2. Les capacités des programmes de développement comme des interventions militaires à régler les situations de « terrorisme » sont nettement surévaluées (pour user d’un euphémisme). C'est très probablement une erreur que de considérer que les tensions et la violence soient solubles dans le développement comme si les raisons d'ordre social avancées par les « terroristes » étaient secondaires. Les normes, les valeurs, la justice sont de puissants motifs de l'action humaine même si on les estime pervertis par telle ou telle cause. Par ailleurs, pour prétendre dissoudre le « terrorisme » et le « djihadisme » par le développement (c’est-à-dire si l’on prend cette hypothèse au sérieux), il faudrait (pour être en état de la vérifier) se montrer au moins capable de développer effectivement et rapidement les territoires où ils puisent leurs forces, c'est-à-dire de proposer mieux que ce qu'ils offrent en termes de ressources et d'économie morale. Pour atteindre ce niveau de suffisance, il est probable que les ressources à investir seraient supérieures à celles qui sont investies. Mais ceci même ne réglerait pas l’affaire : prenez une région qui considère devoir être autonome ou un groupe ethnique qui souhaite se gouverner lui-même. Sa demande est-elle d’abord une demande de développement ou d’autonomie ?

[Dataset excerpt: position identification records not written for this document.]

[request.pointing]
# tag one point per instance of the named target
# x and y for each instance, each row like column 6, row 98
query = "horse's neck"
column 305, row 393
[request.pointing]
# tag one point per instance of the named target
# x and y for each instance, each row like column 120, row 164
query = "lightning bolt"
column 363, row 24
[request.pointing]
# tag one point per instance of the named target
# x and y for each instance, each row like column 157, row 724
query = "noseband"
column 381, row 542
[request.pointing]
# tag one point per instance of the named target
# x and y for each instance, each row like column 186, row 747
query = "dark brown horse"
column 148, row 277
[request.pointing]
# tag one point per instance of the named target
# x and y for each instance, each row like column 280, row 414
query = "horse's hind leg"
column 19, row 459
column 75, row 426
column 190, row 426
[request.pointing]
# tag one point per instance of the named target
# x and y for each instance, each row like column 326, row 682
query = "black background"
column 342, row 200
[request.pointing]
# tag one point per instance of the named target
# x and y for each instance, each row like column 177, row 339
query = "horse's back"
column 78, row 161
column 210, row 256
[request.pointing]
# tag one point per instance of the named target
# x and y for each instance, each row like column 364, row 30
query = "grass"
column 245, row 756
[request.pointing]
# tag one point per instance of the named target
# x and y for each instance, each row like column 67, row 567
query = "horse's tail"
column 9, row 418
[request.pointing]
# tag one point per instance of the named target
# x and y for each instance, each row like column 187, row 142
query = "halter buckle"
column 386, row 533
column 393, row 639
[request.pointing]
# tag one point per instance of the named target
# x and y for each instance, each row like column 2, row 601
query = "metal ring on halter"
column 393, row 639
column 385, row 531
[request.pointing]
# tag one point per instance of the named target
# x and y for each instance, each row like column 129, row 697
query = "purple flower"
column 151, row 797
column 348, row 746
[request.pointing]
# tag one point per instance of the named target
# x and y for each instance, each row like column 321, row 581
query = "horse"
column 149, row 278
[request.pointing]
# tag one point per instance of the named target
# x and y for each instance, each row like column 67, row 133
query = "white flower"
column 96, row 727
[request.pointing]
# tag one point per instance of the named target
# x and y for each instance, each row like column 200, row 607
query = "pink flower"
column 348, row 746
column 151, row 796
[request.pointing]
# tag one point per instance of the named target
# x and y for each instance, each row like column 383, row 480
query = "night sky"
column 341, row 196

La même insuffisance marque les interventions militaires. Dans une situation de conflit classique, luttant contre un État (ou quelque chose qui fonctionne comme tel), les puissances occidentales et, a fortiori, les États-Unis peuvent facilement avoir l'avantage, comme l'a montré leur facile victoire de 2001 sur les Talibans. Il en est de même, du reste, de la lutte contre les assaillants d'un État, lorsqu'ils croient pouvoir se confronter à lui de manière conventionnelle ainsi que ce fut le cas au Mali en 2013. En revanche, lorsque la guerre devient asymétrique et qu'il s'agit de se défaire d'une guérilla, l'avantage revient aux « terroristes » ou aux « djihadistes », parce qu'il ne peut pas y avoir de bataille décisive ; il y a, au contraire, une insécurité permanente, c'est-à-dire la preuve que l'État ne contrôle pas son territoire. L'afflux de forces étrangères ne change rien à la chose. Il n'y a jamais assez de forces pour contrôler un territoire et une population « en détail », surtout lorsqu'il y a des arrière-pays à l’abri de frontières (comme c’est le cas avec le Pakistan) et qu'on ne peut engager des troupes sans compter, que ce soit le temps, les morts ou le simple coût financier des opérations. Il en découle que les intervenants extérieurs promettent plus qu'ils ne pourront jamais faire lorsqu'ils se proposent de développer et de sécuriser des territoires soumis au « terrorisme » et au « djihadisme ». C’est à la fois une faute stratégique et aussi, dans la mesure où ces acteurs ont développé une rhétorique normative, une faute morale majeure. Il eût largement mieux valu que les Occidentaux assumassent une négociation avec les Talibans dès le début de la seconde séquence plutôt que s’arcbouter sur leur indignité par rapport aux droits humains (et notamment par rapport aux femmes) pour en refuser la perspective et finir, cependant, par quitter le pays, sans ménagements ni perspective pour les militants de ces droits, autre que s’amasser devant l’aéroport de Kaboul en espérant pouvoir prendre un avion sous le contrôle acrimonieux et revanchard de ces mêmes Talibans, à qui on ne voulait pas parler. Des espoirs ont été nourris et une bonne partie de ceux qui y ont cru sont abandonnés à la merci des vainqueurs.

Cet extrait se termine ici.